Diane Kruger (rôle d'Hélène) dans Troie de Wolfgang Petersen.
Chant III – « Ah ! comme je voudrais que tu sois impuissant ! »,
ne peut se retenir de dire Hector à Pâris à cause de qui tout a commencé. Le noeud sexuel, historique, anthropologique de l'Iliade - cette guerre du monde, ou monde des guerres, cette origine guerrière du monde. La réponse de l'intéressé est d'un grec typique :
« Hector, avec raison tu me blâmes : c'est juste. (....) Ne me reproche pas, pourtant, les dons charmants de l'Aphrodite d'or : les dons brillants des dieux ne sont pas méprisables - ceux qu'ils nous donnent seuls et que nul ne saurait par lui-même acquérir. »
Autrement dit, ce n'est pas de ma faute si je suis si beau, si classe, si fouteur de femmes et si fouteur de merde ! Tout ça, c'est la faute aux dieux, ça n'a jamais été que la faute aux dieux. Même Priam le reconnaît devant Hélène qui s'accuse avec une violence quasi chiite de tous les maux qui s'abattent sur Troie, se traitant elle-même de « face de chienne ! » (elle fera ça à chacune de ses apparitions) :
« Tu n'es coupable en rien, pour moi, mais les dieux seuls sont coupables de tout, eux qui m'ont suscité cette guerre cruelle avec les Danaens. »
Cruauté des dieux mais qui va de pair avec cette innocence sauvage de l'homme antique, présocratique, que le christianisme mettra en pièce et que Nietzsche voudra retrouver. Au rapport dieux inhumains / hommes inhumains succèdera bientôt le rapport Dieu d'amour / hommes sauvés. Mais n’allons pas trop vite.
Pour le moment, Aphrodite protège outrancièrement Pâris. Alors que celui-ci allait être perforé par la lance de Ménélas et sans doute périr, le voilà escamoté en plein combat par celle-ci :
« elle peut aisément le faire, étant déesse ; elle cache le preux sous un épais brouillard et va le déposer dans sa chambre odorante aux suaves parfums. »

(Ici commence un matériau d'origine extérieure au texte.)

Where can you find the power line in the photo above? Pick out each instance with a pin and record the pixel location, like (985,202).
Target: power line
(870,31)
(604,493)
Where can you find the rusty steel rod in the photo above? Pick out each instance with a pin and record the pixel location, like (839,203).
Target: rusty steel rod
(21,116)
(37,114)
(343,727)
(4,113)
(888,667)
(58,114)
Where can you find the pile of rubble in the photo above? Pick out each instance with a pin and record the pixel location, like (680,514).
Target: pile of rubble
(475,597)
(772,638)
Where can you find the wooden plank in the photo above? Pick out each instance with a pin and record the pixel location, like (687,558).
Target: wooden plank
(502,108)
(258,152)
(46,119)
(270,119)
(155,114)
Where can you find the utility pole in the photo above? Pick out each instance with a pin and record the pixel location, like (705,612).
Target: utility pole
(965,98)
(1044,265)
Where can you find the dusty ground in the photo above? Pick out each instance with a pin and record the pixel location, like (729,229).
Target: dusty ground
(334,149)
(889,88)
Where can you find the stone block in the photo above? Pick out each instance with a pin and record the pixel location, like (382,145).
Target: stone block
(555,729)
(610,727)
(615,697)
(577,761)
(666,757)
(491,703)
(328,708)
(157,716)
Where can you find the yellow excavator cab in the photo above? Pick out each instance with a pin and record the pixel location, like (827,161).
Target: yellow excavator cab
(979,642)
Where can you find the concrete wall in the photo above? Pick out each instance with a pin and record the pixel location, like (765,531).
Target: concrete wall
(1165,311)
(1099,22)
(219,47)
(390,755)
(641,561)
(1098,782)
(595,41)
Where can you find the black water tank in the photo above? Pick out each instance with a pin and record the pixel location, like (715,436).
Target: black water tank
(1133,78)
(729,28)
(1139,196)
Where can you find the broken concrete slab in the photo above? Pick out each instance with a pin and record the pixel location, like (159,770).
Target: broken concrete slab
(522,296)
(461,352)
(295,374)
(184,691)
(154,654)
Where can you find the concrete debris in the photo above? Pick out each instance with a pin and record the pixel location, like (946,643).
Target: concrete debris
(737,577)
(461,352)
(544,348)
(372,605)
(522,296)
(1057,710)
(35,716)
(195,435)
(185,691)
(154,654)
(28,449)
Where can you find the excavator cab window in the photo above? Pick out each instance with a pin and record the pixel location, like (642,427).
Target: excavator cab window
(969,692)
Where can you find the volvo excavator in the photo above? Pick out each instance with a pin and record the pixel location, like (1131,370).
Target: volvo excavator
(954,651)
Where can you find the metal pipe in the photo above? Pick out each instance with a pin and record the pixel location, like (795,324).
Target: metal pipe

Et c'est l’extraordinaire confrontation entre Hélène et Aphrodite bien analysée par Pascal Zamor (encore lui !) sur son blog : l'humaine exhortant la divine à renoncer à sa condition de déesse et à devenir sa femme (ou son esclave). Puisqu'elle aime tant le bellâtre, qu'elle le rejoigne vraiment. Qu'elle fasse ce que fera un jour Brunnehilde pour Siegfried. Mais bien trop antique, Aphrodite ne peut accepter cette conversion à l'humanité et prouvant par là que la condition humaine n'est pas la plus enviable. Pas d'envie d'Incarnation chez les dieux de l'olympe.
Celui qui se fout de tout ça, c'est bien Pâris qui ne pense qu'à se mettre au lit avec Hélène car rarement
« aussi fort [qu'] aujourd'hui [le] possèdent l'amour et le désir suave ».
Rubens, mort d'Achille
Sa déesse l'a sauvé contre toutes les lois de la nature, que demander de plus ? Rappelons que c'est Pâris qui aura un jour la peau d'Achille - l'homme efféminé l'emportant contre toute attente sur l'homme ultra viril, le bellâtre protégé par la déesse Amour plus fort que l'homme le plus fort. Et cette scène de se terminer sur une phrase aussi troublante (et inquiétante) que celle représentée dans Le verrou de Fragonard :
« Après ces mots, vers le lit il marche le premier ; son épouse le suit. »
Consentante, au moins ?
Hélène enchaînée. Hélène qui « ne vit, semble-t-il, que dans l'horreur d'elle-même », écrit Rachel Bespaloff. Hélène, comme Anna Karénine, qui n'a voulu croire qu'en l'amour et s’est retrouvée en exil.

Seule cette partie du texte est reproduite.